Trump supporters, who even now have to finally admit that we are one of the only nations still unable to get control of this pandemic, would tell you that Trump is a victim of the unprecedented virus, he is not. He is a victim of his own ignorance and vanity and his inability to rise to the occasion when needed.
Every president faces the unexpected and the unthinkable during their tenures: international conflicts, terrorist attacks, public health crises, financial downturns, natural disasters—and these emergencies as much as any moments of national prosperity or peace, define them.
More than any star-spangled photo ops or staged displays of phony patriotism or carefully crafted paper tiger strength theater—real crisis reveals the character and competence of a leader.
Over and over, Donald Trump has fallen to the occasion.
He has stumbled over himself for the better part of a year even as the case numbers and death toll rose exponentially: covering lie with lie, tweeting abject nonsense, proffering deadly fake cures, purposefully peddling misinformation, daily generating distractions, doubling down on false claims, belittling his own health experts.
He has violently argued with himself in real-time: publicly denying the severity of a virus he would later tell us would bring “lots of death” and soon after pretending it would soon vanish.
He refused and ridiculed masks for months, then showed up wearing one for a veterans hospital photo op after 147,000 Americans had already died.

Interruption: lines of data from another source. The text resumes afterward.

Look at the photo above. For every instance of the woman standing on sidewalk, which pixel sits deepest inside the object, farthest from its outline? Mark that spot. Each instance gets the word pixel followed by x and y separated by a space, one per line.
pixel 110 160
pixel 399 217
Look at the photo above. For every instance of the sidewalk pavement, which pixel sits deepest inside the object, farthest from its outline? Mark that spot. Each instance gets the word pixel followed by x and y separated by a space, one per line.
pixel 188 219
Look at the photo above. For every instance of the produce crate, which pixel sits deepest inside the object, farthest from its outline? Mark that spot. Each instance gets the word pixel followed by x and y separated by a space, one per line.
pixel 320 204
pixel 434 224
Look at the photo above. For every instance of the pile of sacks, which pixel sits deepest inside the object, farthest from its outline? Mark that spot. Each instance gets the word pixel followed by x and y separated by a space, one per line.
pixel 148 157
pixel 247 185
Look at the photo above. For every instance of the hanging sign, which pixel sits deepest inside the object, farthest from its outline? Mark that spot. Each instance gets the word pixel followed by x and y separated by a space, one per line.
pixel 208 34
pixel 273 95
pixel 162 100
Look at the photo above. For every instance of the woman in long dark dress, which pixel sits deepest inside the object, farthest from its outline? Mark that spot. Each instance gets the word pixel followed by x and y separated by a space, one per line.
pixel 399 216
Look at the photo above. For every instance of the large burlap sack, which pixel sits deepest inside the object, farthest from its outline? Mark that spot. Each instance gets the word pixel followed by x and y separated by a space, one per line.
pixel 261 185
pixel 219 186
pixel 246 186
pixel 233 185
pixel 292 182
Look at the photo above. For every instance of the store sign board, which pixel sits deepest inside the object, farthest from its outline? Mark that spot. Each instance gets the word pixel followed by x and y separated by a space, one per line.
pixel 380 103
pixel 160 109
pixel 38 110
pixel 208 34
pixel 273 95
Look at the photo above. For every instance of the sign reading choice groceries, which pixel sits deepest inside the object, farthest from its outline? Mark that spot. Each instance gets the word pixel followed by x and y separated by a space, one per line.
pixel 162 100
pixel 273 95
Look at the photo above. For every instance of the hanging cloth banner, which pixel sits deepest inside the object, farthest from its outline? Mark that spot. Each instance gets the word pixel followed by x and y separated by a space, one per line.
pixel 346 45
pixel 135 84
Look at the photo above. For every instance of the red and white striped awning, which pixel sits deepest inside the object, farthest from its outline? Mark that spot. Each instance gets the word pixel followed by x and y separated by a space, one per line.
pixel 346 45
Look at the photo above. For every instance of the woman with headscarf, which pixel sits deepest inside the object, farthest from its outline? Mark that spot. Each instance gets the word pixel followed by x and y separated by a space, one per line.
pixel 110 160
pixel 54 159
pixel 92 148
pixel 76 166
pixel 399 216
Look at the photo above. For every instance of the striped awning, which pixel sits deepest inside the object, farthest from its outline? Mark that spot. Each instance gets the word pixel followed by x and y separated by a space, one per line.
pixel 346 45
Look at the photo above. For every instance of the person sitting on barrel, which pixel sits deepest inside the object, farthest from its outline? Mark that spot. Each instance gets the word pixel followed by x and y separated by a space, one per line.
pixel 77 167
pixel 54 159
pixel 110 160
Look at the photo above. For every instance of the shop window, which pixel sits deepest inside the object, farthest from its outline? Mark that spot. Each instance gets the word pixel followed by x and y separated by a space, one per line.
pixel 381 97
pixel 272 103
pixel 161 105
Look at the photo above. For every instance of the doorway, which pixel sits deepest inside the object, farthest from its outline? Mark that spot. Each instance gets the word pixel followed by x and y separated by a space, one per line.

He discarded it later that day and resumed soon holding large, non-distanced, unmasked rallies and mocking mask-wearers—just days before announcing he and much of his staff had contracted the virus.
This president has blamed the Media and the Democrats and China and the Radical Left and inexplicably, his opponent Joe Biden for his current failures as a leader. He has passed the buck to every other place but where it belongs: in his hands.
His own sycophantic supporters can’t even keep up with the lie they’re supposed to believe now: is it a Democratic hoax, a deadly attack from China, an overblown seasonal flu that “affects literally nobody?” Even his base is unsure who to be angry at anymore.
Bad leaders leave this kind of confusion in their wake when they are counted on to bring clarity. They engineer this kind of chaos when they are relied on for calm. They stoke this jagged division when unity is paramount.
This will not be the end of critical moments for America.
This virus will still be here next year, and there will be other emergencies: foreign threats and domestic terrorism and racial injustice and climate crises and natural disaster and public health dangers and economic collapse—and we cannot afford to face such things without a president again; without a stable, decent human being who not only can lead a disparate nation, but desires to.
This could have been a president’s finest hour: a moment where he became a better version of himself and did the simplest things to protect and unite our nation and be the easy hero—but he was unwilling and incapable of this, which is why we have so many funerals to plan and why we are a global cautionary tale on how nations collapse quickly.
Donald Trump has fallen to the occasion.
America can’t afford more of him.
It didn’t have to be like this, America.
It doesn’t have to be like this anymore.